Chart showing 16-64 employment, unemployment and inactivity rates, January 2020 to January 20200

Real wages are also weak and going to get weaker

Nominal wage growth of 4.1 per cent in the 12 months to January is healthy by recent standards – perhaps even too healthy, as we discuss below. But it is being more than eaten up by rising consumer price inflation – annual CPIH inflation was 4.9 per cent in January. Real average weekly earnings fell by 0.7 per cent in the 12 months to January 2022. This was actually an improvement on the previous month’s figure of a 1.0 per cent fall. But is it unfortunately just a period of relative calm before the storm – real wages could fall by over 4 per cent in the coming year, and might not start rising again in annual space until Summer 2024. The coming 6.6 per cent rise in the minimum wage will be wiped out by inflation.

Chart showing in average weekly earnings (regular pay) and CPIH inflation, single-month figures: GB

The future path of nominal wage inflation is key

A key question for both living standards and the outlook for inflation and interest rates is what happens now to nominal wage inflation. 

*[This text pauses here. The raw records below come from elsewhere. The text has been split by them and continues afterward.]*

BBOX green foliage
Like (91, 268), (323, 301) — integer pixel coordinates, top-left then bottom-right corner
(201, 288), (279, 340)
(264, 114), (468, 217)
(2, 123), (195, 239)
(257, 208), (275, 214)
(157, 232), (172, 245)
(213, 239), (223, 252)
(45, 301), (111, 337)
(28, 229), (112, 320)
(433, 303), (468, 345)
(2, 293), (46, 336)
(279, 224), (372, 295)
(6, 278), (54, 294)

The big rise in import prices is a hit to living standards, and means that higher nominal wage inflation would be necessary, other things equal, to protect workers’ living standards. But other things would not be equal – these higher wages would boost firms’ costs, putting further upward pressure on inflation, and so on. This could lead to the kind of sustained, domestically-generated inflation that the Bank of England could have to respond to with higher interest rates, ultimately leading to higher unemployment.

We cannot learn very much from previous episodes of rising imported inflation in the UK. During 2008, workers did not secure higher wages, but the labour market was weakening. During the  oil shock of the mid-1970s, wage inflation did increase, but workers were much more unionised than today, and the Bank of England was not an independent inflation-targeter.

So the present combination of inflation targeting, decentralised wage-setting, a tight and tightening labour market and a huge commodity-price shock puts the UK in uncharted territory.

Our forthcoming Labour Market Outlook will address this issue, looking in more detail at what is happening to pay today, and learning lessons from other countries. The answer will tell us whether we will ultimately end up adding higher unemployment to our current unpleasant combination of weak participation and weak real wages.